During an interview with Armin Schwibach of the Austrian Catholic news website kath.net on Christmas Eve, Cardinal Kurt Koch, Prefect of the Congregation for Promoting Christian Unity, was asked to comment on the connection between talk about a “reform of the reform” of the liturgy and the post-conciliar crisis in faith. A translation of his answer follows.

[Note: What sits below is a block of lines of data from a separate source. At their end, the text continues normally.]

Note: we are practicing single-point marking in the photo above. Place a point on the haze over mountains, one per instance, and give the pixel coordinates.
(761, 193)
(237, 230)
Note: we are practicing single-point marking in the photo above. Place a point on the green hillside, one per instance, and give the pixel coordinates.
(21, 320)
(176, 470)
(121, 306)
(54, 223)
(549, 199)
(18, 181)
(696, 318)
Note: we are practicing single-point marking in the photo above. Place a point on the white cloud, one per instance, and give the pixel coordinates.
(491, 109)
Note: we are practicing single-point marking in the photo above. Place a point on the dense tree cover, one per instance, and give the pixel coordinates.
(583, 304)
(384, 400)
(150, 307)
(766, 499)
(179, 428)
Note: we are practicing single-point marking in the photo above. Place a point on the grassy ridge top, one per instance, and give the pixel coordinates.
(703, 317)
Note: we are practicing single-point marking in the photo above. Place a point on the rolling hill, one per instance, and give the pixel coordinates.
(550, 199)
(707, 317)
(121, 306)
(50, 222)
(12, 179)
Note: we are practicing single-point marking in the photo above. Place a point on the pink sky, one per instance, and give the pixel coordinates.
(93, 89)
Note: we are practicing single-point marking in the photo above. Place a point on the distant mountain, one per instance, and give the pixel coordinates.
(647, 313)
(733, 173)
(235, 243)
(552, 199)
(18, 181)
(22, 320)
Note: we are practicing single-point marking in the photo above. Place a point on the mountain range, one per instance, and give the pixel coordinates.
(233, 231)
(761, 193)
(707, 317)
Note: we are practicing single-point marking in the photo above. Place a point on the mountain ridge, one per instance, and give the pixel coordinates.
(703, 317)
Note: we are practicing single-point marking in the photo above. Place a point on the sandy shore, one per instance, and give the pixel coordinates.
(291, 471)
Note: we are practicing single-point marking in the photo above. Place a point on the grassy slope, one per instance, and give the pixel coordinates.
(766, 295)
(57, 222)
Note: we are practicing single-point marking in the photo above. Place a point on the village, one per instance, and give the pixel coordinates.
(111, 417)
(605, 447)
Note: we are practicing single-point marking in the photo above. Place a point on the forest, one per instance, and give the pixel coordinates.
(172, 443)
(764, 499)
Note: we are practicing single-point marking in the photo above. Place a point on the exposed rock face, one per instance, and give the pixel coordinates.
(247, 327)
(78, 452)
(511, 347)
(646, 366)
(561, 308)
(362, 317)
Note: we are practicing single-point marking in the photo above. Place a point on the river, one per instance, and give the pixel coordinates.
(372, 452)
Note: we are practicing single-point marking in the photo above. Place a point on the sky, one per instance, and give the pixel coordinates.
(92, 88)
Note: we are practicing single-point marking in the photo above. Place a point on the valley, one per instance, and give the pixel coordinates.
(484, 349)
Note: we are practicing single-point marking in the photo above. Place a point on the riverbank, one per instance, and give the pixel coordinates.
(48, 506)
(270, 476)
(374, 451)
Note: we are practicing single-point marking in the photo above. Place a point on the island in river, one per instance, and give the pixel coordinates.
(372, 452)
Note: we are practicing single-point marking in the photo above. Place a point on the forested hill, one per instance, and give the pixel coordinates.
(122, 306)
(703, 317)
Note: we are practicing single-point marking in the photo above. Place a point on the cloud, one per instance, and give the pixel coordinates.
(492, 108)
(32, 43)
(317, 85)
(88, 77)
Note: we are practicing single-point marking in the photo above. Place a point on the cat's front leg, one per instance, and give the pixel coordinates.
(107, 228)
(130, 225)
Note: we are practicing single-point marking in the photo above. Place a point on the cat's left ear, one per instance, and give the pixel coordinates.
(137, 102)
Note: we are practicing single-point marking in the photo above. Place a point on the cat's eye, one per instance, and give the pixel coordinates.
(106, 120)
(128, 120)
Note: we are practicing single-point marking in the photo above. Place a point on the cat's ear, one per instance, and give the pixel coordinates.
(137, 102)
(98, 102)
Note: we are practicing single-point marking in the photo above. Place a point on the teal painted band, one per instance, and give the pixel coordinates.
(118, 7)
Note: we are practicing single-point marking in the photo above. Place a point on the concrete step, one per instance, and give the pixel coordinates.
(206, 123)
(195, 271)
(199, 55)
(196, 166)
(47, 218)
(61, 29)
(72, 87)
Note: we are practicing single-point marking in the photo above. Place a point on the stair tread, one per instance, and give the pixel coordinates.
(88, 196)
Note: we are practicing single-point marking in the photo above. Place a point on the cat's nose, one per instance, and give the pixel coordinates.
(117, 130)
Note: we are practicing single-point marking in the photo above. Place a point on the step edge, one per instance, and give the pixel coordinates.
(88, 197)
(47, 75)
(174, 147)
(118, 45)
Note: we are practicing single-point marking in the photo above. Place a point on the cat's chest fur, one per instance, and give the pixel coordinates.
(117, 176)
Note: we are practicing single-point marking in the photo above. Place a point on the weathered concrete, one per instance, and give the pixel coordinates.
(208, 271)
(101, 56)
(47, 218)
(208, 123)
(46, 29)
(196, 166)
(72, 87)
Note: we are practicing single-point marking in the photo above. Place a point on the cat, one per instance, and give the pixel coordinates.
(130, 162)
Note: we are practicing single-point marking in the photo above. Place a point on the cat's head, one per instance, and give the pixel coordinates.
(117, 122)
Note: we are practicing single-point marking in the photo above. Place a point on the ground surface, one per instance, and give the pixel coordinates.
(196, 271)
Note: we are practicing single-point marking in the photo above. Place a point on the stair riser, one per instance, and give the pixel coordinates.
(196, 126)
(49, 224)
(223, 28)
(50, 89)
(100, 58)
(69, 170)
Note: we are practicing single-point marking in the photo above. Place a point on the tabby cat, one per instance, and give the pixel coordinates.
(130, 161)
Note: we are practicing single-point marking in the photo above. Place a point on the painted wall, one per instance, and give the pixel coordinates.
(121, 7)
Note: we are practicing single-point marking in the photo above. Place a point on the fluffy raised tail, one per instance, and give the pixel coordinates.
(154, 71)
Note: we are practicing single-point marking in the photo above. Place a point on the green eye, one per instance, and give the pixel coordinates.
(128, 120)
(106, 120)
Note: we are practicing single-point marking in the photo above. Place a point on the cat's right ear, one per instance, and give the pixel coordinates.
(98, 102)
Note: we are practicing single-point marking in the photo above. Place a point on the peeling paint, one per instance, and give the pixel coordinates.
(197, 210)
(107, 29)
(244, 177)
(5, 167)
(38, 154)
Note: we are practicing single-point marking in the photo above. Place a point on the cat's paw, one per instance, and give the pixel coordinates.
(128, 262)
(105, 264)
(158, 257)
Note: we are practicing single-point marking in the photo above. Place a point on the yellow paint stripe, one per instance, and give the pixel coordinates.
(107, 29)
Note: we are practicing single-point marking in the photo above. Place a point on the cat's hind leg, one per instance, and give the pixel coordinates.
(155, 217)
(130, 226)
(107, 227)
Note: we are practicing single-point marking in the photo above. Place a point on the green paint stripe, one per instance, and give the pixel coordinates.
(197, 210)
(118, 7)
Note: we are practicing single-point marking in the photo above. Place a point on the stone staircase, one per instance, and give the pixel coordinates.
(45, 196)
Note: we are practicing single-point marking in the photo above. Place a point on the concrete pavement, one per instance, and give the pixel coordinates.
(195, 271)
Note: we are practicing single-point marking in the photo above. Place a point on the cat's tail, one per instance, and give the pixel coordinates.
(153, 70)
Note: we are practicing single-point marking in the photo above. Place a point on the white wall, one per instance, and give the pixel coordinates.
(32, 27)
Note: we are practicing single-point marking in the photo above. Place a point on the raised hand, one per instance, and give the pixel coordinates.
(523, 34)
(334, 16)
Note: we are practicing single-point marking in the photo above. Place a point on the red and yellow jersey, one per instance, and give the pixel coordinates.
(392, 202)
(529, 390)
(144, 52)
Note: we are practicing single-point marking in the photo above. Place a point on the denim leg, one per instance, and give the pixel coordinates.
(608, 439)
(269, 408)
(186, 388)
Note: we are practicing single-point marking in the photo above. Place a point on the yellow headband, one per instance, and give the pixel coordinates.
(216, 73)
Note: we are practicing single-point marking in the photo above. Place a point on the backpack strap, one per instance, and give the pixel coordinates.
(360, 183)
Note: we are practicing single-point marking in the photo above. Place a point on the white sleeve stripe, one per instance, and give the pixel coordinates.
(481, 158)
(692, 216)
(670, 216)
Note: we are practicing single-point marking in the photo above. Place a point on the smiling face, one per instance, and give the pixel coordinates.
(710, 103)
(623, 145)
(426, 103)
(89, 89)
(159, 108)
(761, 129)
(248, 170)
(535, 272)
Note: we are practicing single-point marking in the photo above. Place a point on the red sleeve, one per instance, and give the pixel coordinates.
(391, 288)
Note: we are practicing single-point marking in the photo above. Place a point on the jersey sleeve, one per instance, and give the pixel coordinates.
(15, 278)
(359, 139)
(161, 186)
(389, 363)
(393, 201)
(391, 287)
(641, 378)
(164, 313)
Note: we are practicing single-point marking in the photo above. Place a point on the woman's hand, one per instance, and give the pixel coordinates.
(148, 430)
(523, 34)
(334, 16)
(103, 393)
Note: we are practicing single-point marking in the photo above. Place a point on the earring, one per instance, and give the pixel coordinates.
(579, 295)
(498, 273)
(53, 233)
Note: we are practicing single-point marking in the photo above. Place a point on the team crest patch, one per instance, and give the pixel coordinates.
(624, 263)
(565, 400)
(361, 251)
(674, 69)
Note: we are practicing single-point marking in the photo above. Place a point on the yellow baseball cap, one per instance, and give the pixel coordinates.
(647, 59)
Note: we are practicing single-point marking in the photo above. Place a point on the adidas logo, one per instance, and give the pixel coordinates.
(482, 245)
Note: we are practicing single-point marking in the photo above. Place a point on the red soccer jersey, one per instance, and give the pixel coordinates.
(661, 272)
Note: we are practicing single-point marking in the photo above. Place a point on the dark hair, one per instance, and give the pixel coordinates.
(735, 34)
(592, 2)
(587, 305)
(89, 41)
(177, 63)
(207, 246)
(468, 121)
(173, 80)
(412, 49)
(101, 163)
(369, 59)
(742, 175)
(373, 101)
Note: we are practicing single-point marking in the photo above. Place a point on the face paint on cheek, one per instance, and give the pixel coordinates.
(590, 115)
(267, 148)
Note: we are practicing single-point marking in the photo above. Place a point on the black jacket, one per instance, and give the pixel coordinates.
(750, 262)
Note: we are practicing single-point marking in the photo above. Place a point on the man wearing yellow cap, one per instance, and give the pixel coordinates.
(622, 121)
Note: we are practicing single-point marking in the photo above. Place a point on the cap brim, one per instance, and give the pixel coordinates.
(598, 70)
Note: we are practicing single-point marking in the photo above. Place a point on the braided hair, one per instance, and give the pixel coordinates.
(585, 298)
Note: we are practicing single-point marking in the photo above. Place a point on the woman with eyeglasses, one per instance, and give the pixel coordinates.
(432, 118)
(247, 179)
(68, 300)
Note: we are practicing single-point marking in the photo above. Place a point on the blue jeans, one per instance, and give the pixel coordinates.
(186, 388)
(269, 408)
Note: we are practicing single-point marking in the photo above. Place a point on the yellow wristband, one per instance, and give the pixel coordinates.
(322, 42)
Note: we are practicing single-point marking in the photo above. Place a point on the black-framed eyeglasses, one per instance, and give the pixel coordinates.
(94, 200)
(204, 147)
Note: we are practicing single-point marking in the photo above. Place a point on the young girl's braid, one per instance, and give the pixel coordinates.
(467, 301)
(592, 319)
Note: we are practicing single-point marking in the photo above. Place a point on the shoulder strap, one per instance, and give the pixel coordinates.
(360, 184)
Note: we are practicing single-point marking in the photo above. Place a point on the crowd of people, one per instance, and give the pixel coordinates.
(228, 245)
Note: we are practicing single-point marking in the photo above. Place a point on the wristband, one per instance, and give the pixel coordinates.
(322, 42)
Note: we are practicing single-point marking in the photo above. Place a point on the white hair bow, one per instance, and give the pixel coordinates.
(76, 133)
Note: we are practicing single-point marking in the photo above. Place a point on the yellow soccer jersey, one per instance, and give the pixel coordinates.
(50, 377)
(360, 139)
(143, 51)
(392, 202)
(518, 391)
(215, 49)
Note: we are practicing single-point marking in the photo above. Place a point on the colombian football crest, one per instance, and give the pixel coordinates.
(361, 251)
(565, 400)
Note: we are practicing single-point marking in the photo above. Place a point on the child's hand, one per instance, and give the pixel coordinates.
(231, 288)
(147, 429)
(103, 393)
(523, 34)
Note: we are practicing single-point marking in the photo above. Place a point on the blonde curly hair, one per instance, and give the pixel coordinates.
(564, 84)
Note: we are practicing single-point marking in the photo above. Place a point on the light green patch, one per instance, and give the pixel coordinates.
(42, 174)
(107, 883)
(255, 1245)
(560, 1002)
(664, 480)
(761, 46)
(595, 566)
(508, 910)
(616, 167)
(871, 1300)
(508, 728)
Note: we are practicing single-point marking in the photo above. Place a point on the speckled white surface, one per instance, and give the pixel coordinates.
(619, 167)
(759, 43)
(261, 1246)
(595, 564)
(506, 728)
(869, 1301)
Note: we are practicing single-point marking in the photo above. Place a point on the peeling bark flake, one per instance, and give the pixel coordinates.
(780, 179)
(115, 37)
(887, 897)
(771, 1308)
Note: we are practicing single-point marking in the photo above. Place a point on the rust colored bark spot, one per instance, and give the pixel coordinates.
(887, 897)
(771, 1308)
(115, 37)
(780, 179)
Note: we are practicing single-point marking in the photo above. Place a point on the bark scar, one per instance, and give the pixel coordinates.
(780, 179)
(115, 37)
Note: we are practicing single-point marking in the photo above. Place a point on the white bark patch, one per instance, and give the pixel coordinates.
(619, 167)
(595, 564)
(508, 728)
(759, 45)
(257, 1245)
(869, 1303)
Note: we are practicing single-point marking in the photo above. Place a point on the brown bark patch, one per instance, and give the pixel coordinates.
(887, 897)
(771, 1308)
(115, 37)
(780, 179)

Cardinal Koch: Given the inflationary use of the word “reform” nowadays, the initial question arises also in talking about Rome’s reform of the liturgy: what is to be understood sensibly by “reform” in light of the Christian faith? This is a question about the fundamental alternative: Is a reform a matter of a rupture with history thus far, so that with it something new has begun that is no longer identical to the previous thing needing to be reformed? Or must we understand “reform” according to the meaning of the word, so that reform has to do with being able to rediscover the original form of the reality that has to be reformed, so that a liturgical re-form takes its orientation from that fundamental form of the Christian worship service that is prescribed by the Church’s Tradition? The question of liturgical reform is therefore very closely connected with the question of the correct interpretation of the Second Vatican Council.
Because the reform of the liturgy after the Council was often regarded and carried out with a hermeneutic of discontinuity and rupture, this view departed in quite a few points from the great liturgical vision of the Council, which is centered on the Paschal Mystery of the death and resurrection of Christ. With reference to this Pope Benedict XVI, already when he was a Cardinal, judged that most problems in the post-conciliar development of the liturgy are connected with the fact that the Council’s approach to this fundamental mystery was not sufficiently kept in mind.
The call for a “reform of the reform” therefore includes the critical further inquiry, whether in the post-conciliar development of the liturgy the wishes and decision of the Council Fathers were really implemented or whether the results independently went beyond them. Or to put it positively: a “reform of the reform” can have no other aim than to reawaken the true heritage of the Council and to make it fruitful in the Church’s situation today. Just as the Council was preceded by a liturgical movement, the ripe fruits of which could be brought into the Council, so the Holy Father sees today also the necessity of a new liturgical movement, which he of course considers in light of a larger liturgical tradition. Only in this more comprehensive horizon can it be fruitful in an ecumenical respect also.
Comments: Cardinal Koch is remarkably candid in admitting that “the reform of the liturgy after the Council was often regarded and carried out with a hermeneutic of discontinuity and rupture.” During the first half of the twentieth century, many of the leaders of the liturgical movement were German-speaking abbots and religious (e.g. Ildephonso Herwegen, Odo Cassel, and Pius Parsch). In some places they obtained permission from Rome to introduce ad experimentum the vernacular in worship and other innovations such as the “dialogue Mass”. Vindicated and emboldened by the success of their ideas at the Council, many professional liturgists then mistook “creativity” and “relevance” for liturgical principles and turned the post-conciliar German liturgy into a perpetual laboratory.
Cardinal Koch also alludes obliquely to the “ecumenical” pressures that were brought to bear on plans for Catholic liturgical reform. In surveying the intellectual landscape in the pre-conciliar years, historian Roberto de Mattei writes, “The biblical-liturgical movement and the philosophical and theological tendencies merged into a broader ‘ecumenical’ movement, which was also characterized by a strong anti-Roman sentiment.” Selected non-Catholic clergymen had “observer” status at the sessions of the Council. But there were Council Fathers and periti (experts) working on the conciliar Commissions who insistently reasoned, “No, the Council cannot say or do that, because it would offend the Orthodox or the Lutherans, it would not promote ecumenism.”
The de-emphasis of sacrificial language in the Novus Ordo Mass was not something called for explicitly by the Vatican II Constitution on the Liturgy Sacrosanctum Concilium. But it was on the unofficial agenda to try to make the Catholic Mass more like Protestant worship, in the name of “ecumenism.” The Prefect of the Congregation for Promoting Christian Unity is now saying, though, that ecumenism is best served, not by changing the prayers of the Church’s liturgy to please one group or another, but by returning to “the true heritage of the Council,” “a larger liturgical tradition” that is not just attuned to twentieth-century concerns but rather is “centered on the Paschal mystery.”